Don’t tell me what to write

Zaid Shakir recently wrote a reply to some guy who had ridiculed him by calling him a “Muslim rock star” for writing about the death of Michael Jackson when, supposedly, Cynthia McKinney was being held in an Israeli jail. The anonymous complainer got his facts seriously wrong, as the incident involving McKinney happened three days after Imam Zaid’s original piece on Jackson was published. An extreme example, but the phenomenon of people trying to dictate what you should write or talk about is one that every Muslim writer or public speaker knows about. (More: Mujahideen Ryder.)

I’ve had two such comments in the last few weeks, but the one that stuck out was from “kayshan” on 18th June:

Wheely bins!!!, wordpress accounts!!!!

All in the weeks when two BNP members have been elected to the European Parliament and there is an attempted coup in Iran, you talk about wheelie bins!!

Have you nothing to say about real issues any more.

This commenter missed the whole point of my post, which was to poke fun at the small-mindedness and backward-lookingness of one particular British mid-market tabloid newspaper which had decided to run a campaign straight out of a soap opera. Even if he had a point, though, the bottom line is still that this is my blog and I have the right to say what I like, as I’m the one paying for it. It is not as if I never write about “things that matter”, because if that were the case, those who complain would not read the blog anyway.

An even worse variant is the “MPACUK syndrome”, which involves loud and bitter complaints about Muslim leaders and thinkers talking about “insignificant” things rather than what matters: politics and Palestine. A recent example is this entry posted last Thursday: “The Mosques Will Be Talking About Minor Issues This Friday – They Should Be Talking About This”, with an embedded video of “Onward, Christian Zionists” and the suggestion that “most mosques will do another talk on some minor point of fiqh, or a story that we have all heard before a million times”, as if religion sometimes weren’t more important for a Muslim than politics. Honestly, the idea that religious topic such as one of the Five Pillars were less important than a political issue that is less than life and death (e.g. a BNP candidate getting elected to the European Parliament) is risible.

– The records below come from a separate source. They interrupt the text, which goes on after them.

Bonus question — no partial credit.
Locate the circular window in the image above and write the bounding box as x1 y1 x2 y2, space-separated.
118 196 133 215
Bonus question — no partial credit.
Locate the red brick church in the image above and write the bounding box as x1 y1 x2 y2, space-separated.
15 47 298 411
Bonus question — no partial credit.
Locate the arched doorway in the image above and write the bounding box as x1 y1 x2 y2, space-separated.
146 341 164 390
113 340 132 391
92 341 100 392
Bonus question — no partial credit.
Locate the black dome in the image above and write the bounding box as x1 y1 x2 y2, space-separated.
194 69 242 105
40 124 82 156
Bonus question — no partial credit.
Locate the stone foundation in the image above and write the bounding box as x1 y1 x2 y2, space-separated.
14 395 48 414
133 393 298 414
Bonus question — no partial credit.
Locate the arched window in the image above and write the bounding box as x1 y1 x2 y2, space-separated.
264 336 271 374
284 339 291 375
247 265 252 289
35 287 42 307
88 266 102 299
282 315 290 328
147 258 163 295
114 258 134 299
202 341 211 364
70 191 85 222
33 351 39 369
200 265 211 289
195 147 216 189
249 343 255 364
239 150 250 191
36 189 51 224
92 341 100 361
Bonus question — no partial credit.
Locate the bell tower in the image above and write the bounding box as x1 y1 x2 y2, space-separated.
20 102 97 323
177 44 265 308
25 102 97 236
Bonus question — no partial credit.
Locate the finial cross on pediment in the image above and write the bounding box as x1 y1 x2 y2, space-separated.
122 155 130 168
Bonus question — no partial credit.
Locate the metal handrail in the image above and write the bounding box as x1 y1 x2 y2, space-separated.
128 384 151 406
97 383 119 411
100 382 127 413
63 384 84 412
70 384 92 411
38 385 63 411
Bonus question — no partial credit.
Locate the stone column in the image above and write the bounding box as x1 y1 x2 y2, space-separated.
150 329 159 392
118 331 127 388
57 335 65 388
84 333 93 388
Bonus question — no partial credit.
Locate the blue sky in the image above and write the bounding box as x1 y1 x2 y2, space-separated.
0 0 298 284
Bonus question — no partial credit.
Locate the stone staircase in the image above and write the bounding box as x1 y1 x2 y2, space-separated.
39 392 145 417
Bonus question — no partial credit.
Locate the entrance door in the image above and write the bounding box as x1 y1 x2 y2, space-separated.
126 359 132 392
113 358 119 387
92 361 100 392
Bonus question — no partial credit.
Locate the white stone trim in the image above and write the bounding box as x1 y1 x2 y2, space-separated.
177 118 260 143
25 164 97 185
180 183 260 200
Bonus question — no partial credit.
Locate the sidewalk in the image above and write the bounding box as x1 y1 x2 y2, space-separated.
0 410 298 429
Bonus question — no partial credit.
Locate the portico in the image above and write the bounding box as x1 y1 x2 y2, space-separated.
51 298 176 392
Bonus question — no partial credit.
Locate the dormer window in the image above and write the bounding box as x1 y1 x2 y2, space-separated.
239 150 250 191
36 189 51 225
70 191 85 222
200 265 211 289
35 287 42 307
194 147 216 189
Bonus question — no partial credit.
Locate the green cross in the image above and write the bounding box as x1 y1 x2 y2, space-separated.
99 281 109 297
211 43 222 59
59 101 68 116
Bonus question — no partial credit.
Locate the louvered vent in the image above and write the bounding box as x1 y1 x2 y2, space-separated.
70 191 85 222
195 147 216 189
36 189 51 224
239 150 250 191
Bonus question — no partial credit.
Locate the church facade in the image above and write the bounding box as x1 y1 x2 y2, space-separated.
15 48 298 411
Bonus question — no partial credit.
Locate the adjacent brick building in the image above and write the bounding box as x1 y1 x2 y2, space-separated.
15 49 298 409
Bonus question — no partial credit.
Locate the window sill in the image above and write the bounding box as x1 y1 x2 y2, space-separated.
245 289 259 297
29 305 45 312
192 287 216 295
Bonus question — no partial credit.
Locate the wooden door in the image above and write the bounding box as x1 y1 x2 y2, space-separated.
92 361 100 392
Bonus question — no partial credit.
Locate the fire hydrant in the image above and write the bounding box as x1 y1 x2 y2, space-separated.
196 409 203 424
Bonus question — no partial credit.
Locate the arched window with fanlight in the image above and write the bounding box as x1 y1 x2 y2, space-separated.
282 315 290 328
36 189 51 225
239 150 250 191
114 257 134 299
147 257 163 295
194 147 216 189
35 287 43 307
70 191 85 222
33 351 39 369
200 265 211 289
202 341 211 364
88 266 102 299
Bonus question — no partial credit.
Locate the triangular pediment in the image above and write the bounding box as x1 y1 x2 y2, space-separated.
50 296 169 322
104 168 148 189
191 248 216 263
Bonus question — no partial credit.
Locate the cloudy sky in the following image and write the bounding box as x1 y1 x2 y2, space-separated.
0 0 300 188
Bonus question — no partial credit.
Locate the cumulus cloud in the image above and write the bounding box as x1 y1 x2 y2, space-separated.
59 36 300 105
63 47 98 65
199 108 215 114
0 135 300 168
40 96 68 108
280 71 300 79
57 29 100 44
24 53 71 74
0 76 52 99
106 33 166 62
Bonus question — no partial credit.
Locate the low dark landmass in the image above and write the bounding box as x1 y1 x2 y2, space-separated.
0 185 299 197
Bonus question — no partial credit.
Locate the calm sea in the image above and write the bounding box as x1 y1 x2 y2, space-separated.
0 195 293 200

Nearly all of my long posts have most of their content off the main page. If you don’t want to read about Michael Jackson, don’t click on the link that says “continue reading” — scroll down or go and read another post, or another site, instead and come back when I’ve written something else. You may think it’s just dunya, but the sudden death of a man who was as famous as he was is not going to go unremarked on, and the media coverage of it might be worth examining even if you have nothing to say about the event itself. Just because I have hit a nerve with someone in the past, it doesn’t mean I have a duty to do the same in the future — this is my site and I pay for it. I won’t be told what to write about or what not to write about.